Great article! Thanks for the tips, that would have taken some heavy tinkering on my part without the wonderful links. Woo!!

0 votes

Brad

So if I have MKV files with a dts passthrough audio track (encoded by handbrake), they will play on the plex channel with Roku3 as DTS audio? Are the passthrough options limited? In other words, does the roku have to recognize what it is passing through, or can I use any encode that is passed through, like dts-HD, or Dolby true HD?

I would be fine with normal DTS, but most of my files are passthrough DTS, not AC3 encodes. I would not want to convert 100s of movies to include an AC3 track. Also, if I have more than one track, does the Plex channel on Roku allow me to select the audio track I want?

0 votes

Simon S

No, DTS/DD 5.1 Passthrough files can be played on the USB media player.

Plex has issues with any MKV with 5.1 audio, so unless you’re going to transcode the media on the fly (i.e. if your PMS is beefy enough), you’ll have to add a dual channel audio track to the file.

You can select between different audio tracks in the Plex channel.

TL;DR:
- 5.1 passthrough via USB.
- Stereo or transcode via Plex.
- Can select audio track.

0 votes

Brad

Thanks for the comment, Simon. I’ve seen different responses to this issue across the interwebs, so I ordered one the other day through amazon to try it out for myself because I’m stubborn. It should arrive today. I have a WDlive but it lacks HBOgo (which we currently have to watch on an ipad or laptop), and the hulu and netflix apps are a little lacking compared to other platforms. I’m sure it has to do with fewer users going through that device. Although it is GREAT at file playback.

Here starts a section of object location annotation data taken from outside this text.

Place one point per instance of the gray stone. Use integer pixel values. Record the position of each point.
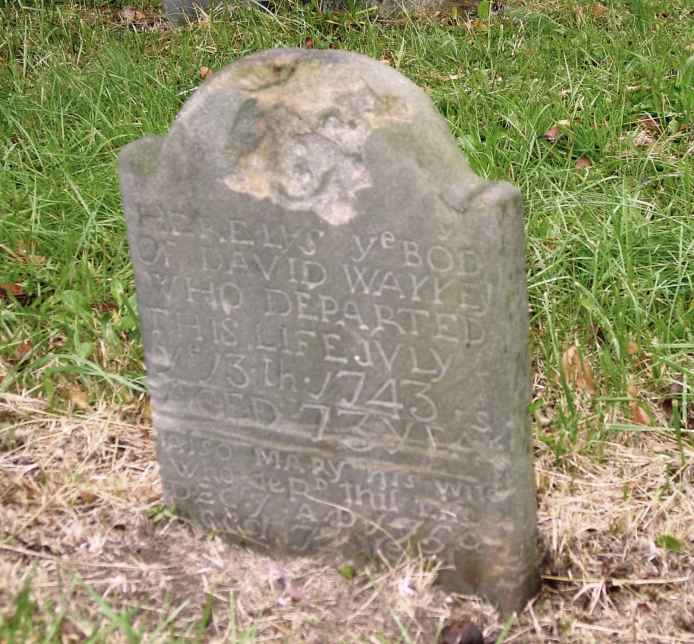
(334, 315)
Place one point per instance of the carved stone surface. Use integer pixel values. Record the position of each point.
(334, 315)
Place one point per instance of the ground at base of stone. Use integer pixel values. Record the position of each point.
(82, 519)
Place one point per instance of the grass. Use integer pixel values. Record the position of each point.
(530, 93)
(609, 248)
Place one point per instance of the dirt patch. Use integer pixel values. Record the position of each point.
(81, 516)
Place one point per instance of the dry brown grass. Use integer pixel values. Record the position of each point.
(80, 499)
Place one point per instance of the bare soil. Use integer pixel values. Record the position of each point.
(81, 515)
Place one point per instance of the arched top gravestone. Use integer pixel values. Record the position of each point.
(334, 315)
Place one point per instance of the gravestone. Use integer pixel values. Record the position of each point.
(334, 315)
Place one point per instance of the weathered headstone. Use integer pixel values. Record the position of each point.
(334, 316)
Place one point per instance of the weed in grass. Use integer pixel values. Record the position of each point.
(610, 248)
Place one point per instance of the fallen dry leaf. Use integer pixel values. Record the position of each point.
(78, 397)
(637, 413)
(583, 163)
(651, 124)
(577, 370)
(643, 138)
(599, 10)
(131, 15)
(23, 349)
(552, 134)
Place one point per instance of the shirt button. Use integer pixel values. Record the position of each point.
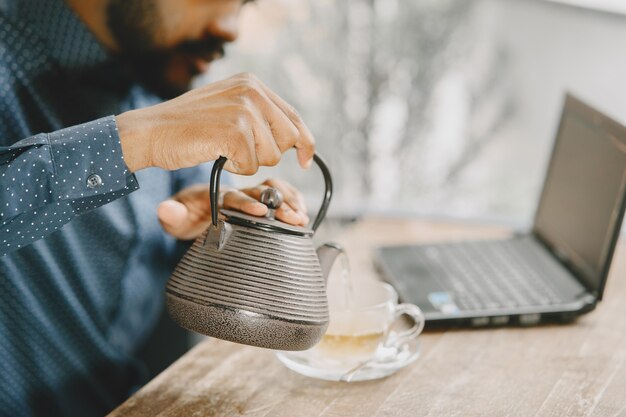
(94, 181)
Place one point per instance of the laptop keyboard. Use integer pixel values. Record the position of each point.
(492, 274)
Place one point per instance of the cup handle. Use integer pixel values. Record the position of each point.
(396, 340)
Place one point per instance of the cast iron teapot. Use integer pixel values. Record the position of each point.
(255, 280)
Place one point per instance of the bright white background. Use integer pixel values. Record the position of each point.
(431, 107)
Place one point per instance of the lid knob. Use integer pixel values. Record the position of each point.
(272, 198)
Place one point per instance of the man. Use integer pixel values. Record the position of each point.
(95, 196)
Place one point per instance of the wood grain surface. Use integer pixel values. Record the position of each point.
(566, 370)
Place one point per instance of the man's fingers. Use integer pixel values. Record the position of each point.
(238, 200)
(305, 142)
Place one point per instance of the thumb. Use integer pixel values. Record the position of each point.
(172, 213)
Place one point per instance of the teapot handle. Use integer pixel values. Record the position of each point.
(214, 189)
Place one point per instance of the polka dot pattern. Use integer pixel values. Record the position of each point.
(42, 176)
(83, 268)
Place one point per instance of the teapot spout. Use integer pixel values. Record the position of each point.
(327, 253)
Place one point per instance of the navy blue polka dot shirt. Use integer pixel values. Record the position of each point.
(83, 259)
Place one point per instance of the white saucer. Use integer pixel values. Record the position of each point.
(386, 362)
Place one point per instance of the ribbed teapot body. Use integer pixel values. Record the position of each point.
(261, 288)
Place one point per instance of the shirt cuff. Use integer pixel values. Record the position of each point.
(88, 161)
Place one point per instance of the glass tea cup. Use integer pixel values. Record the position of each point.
(361, 342)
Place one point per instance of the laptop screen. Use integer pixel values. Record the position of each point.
(581, 206)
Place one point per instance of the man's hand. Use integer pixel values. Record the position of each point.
(239, 118)
(188, 213)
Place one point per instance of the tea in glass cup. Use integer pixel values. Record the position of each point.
(360, 342)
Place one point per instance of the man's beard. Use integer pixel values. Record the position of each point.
(166, 72)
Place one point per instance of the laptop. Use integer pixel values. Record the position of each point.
(555, 272)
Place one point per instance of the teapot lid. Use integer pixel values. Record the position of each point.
(269, 224)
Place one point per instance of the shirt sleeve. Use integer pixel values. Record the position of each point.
(47, 179)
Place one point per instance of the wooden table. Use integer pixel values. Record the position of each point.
(566, 370)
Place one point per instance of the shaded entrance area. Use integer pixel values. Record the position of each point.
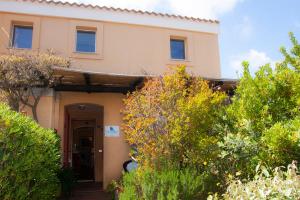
(83, 152)
(83, 141)
(89, 191)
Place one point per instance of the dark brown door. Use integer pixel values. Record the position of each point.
(83, 153)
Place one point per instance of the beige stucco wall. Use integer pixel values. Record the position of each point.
(121, 48)
(115, 150)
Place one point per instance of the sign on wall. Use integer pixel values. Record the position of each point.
(112, 131)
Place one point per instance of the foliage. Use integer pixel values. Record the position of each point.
(29, 158)
(22, 73)
(167, 184)
(171, 113)
(282, 185)
(262, 123)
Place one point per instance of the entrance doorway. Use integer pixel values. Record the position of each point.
(83, 141)
(83, 153)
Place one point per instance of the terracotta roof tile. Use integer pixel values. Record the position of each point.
(122, 10)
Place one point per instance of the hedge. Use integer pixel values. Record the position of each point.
(29, 158)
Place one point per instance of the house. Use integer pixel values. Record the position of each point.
(112, 50)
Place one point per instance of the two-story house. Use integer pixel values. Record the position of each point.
(112, 50)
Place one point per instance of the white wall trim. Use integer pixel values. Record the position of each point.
(44, 9)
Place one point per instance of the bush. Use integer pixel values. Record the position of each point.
(29, 158)
(262, 124)
(170, 184)
(282, 185)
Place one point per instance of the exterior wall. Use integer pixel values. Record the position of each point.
(121, 48)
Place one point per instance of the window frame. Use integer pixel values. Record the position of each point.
(76, 40)
(184, 40)
(12, 43)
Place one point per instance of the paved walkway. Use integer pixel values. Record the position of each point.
(89, 191)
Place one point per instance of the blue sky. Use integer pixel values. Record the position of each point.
(252, 30)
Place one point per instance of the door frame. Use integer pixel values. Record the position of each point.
(94, 112)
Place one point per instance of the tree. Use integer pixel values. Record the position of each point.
(264, 119)
(172, 118)
(24, 77)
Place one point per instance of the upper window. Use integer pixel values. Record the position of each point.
(86, 41)
(22, 37)
(177, 49)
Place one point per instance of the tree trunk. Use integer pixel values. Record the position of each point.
(13, 103)
(34, 113)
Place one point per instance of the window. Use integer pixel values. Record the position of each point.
(86, 41)
(22, 37)
(177, 49)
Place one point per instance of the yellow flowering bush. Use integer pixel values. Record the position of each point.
(172, 118)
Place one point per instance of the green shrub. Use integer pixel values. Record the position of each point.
(29, 158)
(170, 184)
(282, 185)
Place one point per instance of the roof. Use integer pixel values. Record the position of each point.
(108, 14)
(82, 5)
(76, 80)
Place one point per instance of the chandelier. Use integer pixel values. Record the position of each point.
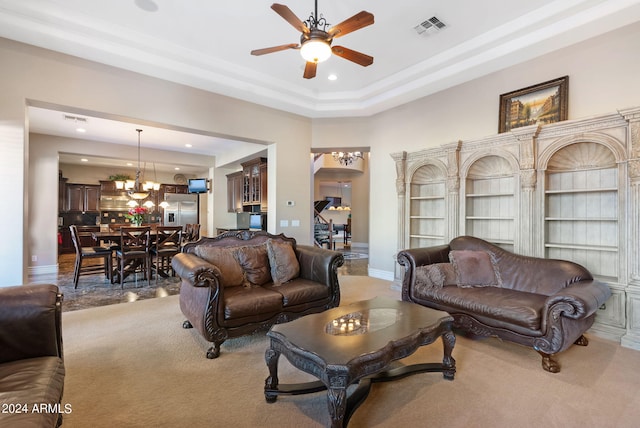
(346, 158)
(135, 188)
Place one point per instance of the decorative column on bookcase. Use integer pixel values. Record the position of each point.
(453, 190)
(525, 238)
(632, 338)
(401, 190)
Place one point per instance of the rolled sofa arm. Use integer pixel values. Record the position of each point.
(195, 270)
(30, 322)
(319, 265)
(579, 300)
(415, 257)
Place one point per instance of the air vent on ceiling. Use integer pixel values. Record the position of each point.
(430, 26)
(75, 118)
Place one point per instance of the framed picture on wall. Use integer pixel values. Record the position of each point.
(538, 104)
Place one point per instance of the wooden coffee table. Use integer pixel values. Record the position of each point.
(356, 344)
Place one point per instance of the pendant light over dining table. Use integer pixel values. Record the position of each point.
(137, 190)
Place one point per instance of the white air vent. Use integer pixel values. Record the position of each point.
(430, 26)
(75, 118)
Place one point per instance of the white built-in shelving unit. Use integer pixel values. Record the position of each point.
(490, 202)
(568, 190)
(427, 207)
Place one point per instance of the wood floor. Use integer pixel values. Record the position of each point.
(96, 290)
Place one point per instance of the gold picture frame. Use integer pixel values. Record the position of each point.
(538, 104)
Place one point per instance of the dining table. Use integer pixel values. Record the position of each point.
(113, 236)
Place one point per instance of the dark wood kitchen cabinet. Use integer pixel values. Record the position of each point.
(234, 192)
(254, 185)
(65, 245)
(82, 197)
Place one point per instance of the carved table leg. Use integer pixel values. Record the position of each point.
(271, 383)
(549, 364)
(214, 351)
(581, 341)
(337, 400)
(448, 362)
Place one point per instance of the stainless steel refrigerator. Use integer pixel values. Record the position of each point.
(182, 209)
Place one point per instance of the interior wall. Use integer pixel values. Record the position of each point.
(33, 74)
(602, 78)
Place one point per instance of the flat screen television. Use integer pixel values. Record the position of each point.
(198, 185)
(255, 221)
(334, 201)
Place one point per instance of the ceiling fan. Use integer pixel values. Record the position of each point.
(315, 41)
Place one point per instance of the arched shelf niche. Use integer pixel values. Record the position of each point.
(490, 200)
(427, 206)
(583, 208)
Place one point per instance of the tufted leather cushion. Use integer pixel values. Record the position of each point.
(475, 268)
(436, 275)
(231, 272)
(283, 261)
(255, 263)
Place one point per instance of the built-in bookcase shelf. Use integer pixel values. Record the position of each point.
(427, 208)
(581, 203)
(490, 204)
(567, 190)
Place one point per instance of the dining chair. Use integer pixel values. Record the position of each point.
(168, 244)
(191, 233)
(134, 253)
(84, 253)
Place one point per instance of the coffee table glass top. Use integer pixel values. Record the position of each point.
(361, 322)
(341, 334)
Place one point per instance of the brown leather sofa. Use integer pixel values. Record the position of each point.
(238, 283)
(31, 364)
(541, 303)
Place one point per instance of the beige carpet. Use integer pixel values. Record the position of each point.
(132, 365)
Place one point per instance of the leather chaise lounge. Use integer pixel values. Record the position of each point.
(238, 283)
(540, 303)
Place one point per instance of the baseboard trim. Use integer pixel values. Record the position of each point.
(43, 270)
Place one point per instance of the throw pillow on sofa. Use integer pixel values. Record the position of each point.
(283, 261)
(436, 275)
(475, 268)
(255, 264)
(230, 270)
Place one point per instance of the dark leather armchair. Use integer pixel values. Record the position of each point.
(31, 362)
(219, 304)
(545, 304)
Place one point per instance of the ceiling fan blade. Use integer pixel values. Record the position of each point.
(310, 70)
(290, 17)
(352, 24)
(351, 55)
(275, 49)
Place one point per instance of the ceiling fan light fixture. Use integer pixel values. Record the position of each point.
(315, 50)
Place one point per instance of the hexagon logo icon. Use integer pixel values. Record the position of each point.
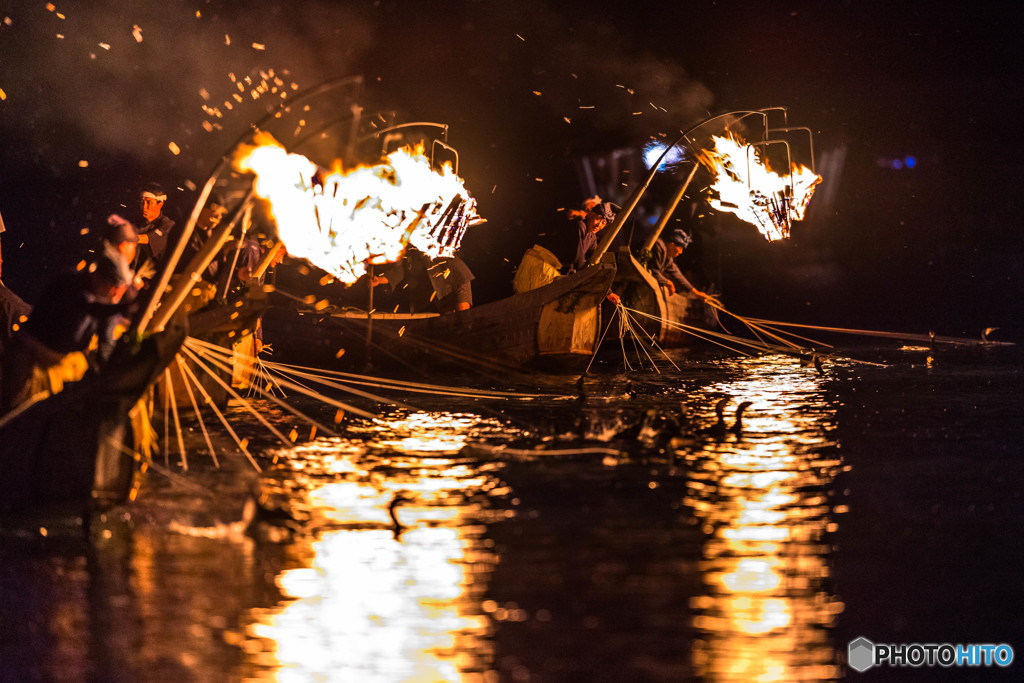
(860, 654)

But it would sure be nice to get a roku like streaming device, with the simple to use interface (for kids and the older folks) that got nice updates you would expect to roll out with a big company, and combine it with at least some of the file capabilities of the wdlive. It has appeared to be one or the other since these things started becoming popular.

I hadn’t thought of this before, but I guess they are actually competing ways to deliver content. If they beefed up the local streaming capabilities, even slightly, users would be able to get the content elsewhere and the content partners may not be cool with that.

Finally, if you wouldn’t mind explaining, why can’t a device “bitstream” (if that’s the right term) audio tracks to a receiver so that the track is passed through the roku and arrive at a receiver where it is then decoded and played? It seems like that is a relatively simple process. Or at least one that shouldn’t have any technological hurdles (licensing issues for DTS-HD Dolby true HD and all the others) that might prevent it from being a feature on a device like the Roku. Does the device actually have to decode a “passthrough” audio track? Like those encoded through handbrake?

Sorry I don’t really have a TL;DR summary. Feel free to read and answer if you have time!

0 votes

Aaron

Brad—
I agree, if audio data is passed through then couldn’t a DTS/DD receiver do the back end while the video is sent off to the TV after it’s passed through the receiver?
I would love an answer to this as well for those who have a Roku. I’m looking to buy but am concerned with all of the 5.1-7.1 tracks I have in my digital backups.

0 votes

Brad

Sorry that all got mashed into one paragraph. The formatting got lost when I posted for some reason.

0 votes

Brad

FYI- Just used the plex channel to test a host of MKV files with H264 video and DTS passthrough audio tracks encoded on handbrake and they work flawlessly. The DTS signal is sent to my receiver and played perfectly. That makes the Roku3 the best stream box around right now, in my opinion. For me, it does it all. I haven’t tried passing through HD audio tracks, but I will report back if I have success. Really, I’m fine with DTS. It’s a relatively old technology but it gets the job done in 5.1 surround, which is good enough for me.